これはよく設計中に話題になること。「自然素材で仕上げた内装にしたい」と言われることは非常に多い。確かに人工的に生産された素材よりも、体には良いのだろう。ただし実際に、ビニルクロスがどの程度体に悪くて、漆喰や珪藻土がどの程度体に良いのか、ボクにははっきり説明出来ない。想像以上にクロスが体に悪いのかもしれないし、珪藻土や漆喰に化学物質が全く入っていないのかも、よくわからない。
たぶんこれからもずっとこの「自然素材信仰」は続くだろうし、それが悪いとも思わない。ボクは住宅というモノを売る商売をしているのではないので、素材へのこだわりはあまり無く、常にその家族に合った住まいを設計したいので、使う材料も適材適所で使い分けていきたい。工務店が自然素材を使った住まいをウリにするのは別に構わないが、設計事務所は自然素材を使う事をウリにすべきでないと思っている。

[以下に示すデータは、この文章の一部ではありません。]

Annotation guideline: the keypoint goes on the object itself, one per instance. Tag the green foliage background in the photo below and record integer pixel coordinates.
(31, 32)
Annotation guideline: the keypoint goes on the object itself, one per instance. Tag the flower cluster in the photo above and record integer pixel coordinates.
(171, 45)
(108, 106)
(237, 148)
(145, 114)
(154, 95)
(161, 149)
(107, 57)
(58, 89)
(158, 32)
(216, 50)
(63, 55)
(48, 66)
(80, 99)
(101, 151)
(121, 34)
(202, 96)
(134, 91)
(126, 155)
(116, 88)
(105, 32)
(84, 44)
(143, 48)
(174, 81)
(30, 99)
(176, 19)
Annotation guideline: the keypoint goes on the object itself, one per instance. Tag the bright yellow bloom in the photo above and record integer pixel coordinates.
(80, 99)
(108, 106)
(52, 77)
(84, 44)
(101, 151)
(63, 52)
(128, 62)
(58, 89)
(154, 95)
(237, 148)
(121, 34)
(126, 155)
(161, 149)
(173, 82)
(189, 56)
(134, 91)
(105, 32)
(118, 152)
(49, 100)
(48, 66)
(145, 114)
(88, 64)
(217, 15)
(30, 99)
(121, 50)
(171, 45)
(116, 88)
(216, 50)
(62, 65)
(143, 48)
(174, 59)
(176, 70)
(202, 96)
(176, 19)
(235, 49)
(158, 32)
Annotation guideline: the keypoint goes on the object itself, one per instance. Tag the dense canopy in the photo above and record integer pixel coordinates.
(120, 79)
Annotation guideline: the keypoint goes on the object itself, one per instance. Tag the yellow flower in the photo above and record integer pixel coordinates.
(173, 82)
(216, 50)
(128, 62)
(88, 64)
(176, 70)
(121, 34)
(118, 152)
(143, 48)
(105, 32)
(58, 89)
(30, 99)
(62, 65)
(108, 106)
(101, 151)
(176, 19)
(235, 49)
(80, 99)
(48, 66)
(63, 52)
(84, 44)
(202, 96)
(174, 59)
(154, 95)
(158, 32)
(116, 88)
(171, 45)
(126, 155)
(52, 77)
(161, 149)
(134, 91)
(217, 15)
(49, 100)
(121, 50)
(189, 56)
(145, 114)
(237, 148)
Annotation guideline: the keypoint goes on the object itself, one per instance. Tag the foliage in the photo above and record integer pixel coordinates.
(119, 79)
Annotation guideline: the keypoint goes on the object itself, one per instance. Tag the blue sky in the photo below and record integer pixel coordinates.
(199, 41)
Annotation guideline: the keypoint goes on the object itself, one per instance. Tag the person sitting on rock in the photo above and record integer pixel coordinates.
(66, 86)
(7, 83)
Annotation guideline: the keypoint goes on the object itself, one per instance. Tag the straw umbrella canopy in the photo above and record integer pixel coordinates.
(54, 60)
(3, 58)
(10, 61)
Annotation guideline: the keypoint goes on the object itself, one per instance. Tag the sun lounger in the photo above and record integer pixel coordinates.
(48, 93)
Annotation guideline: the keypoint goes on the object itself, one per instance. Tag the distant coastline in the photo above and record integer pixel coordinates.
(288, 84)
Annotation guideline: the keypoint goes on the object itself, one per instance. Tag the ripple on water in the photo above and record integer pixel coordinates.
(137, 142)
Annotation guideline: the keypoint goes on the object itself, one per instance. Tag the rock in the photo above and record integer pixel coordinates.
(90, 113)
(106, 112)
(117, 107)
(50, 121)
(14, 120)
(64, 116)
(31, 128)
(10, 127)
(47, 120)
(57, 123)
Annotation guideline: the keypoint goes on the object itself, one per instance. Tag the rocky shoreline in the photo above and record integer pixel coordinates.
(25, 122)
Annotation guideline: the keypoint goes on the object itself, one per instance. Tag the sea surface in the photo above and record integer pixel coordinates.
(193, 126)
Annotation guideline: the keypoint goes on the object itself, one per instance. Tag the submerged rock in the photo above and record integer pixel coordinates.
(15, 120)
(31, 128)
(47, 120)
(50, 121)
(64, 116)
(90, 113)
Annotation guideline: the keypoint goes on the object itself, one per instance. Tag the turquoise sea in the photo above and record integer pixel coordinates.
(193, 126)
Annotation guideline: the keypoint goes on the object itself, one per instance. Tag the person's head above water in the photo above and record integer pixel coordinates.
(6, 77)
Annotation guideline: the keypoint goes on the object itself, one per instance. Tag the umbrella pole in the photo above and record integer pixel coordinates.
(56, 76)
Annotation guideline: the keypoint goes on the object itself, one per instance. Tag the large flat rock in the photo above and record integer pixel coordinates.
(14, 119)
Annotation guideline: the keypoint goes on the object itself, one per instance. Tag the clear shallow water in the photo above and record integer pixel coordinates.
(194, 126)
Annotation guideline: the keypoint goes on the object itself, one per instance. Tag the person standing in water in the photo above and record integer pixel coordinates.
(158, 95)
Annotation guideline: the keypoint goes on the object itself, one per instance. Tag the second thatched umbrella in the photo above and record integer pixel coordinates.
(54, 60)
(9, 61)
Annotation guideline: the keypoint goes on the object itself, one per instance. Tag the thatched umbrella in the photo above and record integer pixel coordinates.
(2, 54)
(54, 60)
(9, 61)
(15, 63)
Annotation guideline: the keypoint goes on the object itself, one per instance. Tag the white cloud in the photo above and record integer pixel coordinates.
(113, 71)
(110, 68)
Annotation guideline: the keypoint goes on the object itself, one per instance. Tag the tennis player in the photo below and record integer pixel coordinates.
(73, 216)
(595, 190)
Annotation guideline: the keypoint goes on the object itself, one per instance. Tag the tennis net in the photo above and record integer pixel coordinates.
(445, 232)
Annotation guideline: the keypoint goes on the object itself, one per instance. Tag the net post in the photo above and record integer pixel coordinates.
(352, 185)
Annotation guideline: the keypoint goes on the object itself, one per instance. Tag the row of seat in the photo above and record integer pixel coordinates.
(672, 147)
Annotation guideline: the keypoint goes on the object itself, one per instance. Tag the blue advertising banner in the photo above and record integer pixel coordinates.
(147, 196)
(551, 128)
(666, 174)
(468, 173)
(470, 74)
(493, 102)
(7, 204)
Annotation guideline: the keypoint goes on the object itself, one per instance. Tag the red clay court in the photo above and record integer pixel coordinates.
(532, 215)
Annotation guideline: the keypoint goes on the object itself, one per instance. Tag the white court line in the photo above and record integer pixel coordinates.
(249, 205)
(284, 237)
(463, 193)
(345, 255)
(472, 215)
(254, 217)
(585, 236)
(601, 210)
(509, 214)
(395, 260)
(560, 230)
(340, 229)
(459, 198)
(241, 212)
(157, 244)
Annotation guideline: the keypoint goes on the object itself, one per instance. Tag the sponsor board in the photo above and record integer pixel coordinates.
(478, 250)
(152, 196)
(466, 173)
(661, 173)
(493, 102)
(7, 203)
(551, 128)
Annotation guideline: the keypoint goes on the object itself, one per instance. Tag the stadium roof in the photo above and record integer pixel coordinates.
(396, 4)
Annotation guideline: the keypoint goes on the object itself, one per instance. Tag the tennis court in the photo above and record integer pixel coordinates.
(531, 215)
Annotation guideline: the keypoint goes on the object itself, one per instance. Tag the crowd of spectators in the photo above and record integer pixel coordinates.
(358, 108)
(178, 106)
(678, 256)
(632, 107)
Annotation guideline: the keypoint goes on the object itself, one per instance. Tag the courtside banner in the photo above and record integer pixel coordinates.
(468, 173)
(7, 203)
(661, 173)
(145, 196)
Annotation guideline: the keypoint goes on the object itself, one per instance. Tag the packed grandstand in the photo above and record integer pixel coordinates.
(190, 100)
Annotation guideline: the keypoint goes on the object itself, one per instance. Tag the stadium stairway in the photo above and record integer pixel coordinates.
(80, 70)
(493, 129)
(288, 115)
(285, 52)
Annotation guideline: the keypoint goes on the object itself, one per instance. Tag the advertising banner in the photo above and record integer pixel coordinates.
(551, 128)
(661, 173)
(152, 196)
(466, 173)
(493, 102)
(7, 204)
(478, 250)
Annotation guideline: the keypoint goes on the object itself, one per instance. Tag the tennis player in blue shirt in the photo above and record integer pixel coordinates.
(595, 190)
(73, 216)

自然素材にも長所短所があって、いかにその短所を設計の工夫によって解決しているか、設計事務所が自然素材を使う場合のウリは「工夫」に尽きると思うが、その「工夫」をウリにする程、ボクの設計の経験が豊富で無いのも事実。このあたりはこれからも少しずつ学んでいくしかない。
いま内装施工中の現場でも、門井O邸は、
土を原料にしているクレイペイントを使っている。自然素材98%がウリ。仕上がりはさらっとしていて、いかにも「塗りました~」感が無いのが良い。
同じく内装施工中の吉沢町I邸は全てクロス貼り。
今回はいつも使っている品番ではないクロスを選んだので、どんな感じに仕上がるのか楽しみ。
実際、どちらが良くてどちらが悪いという事も無く、住まい方と予算に応じて仕上げはいつも決めている。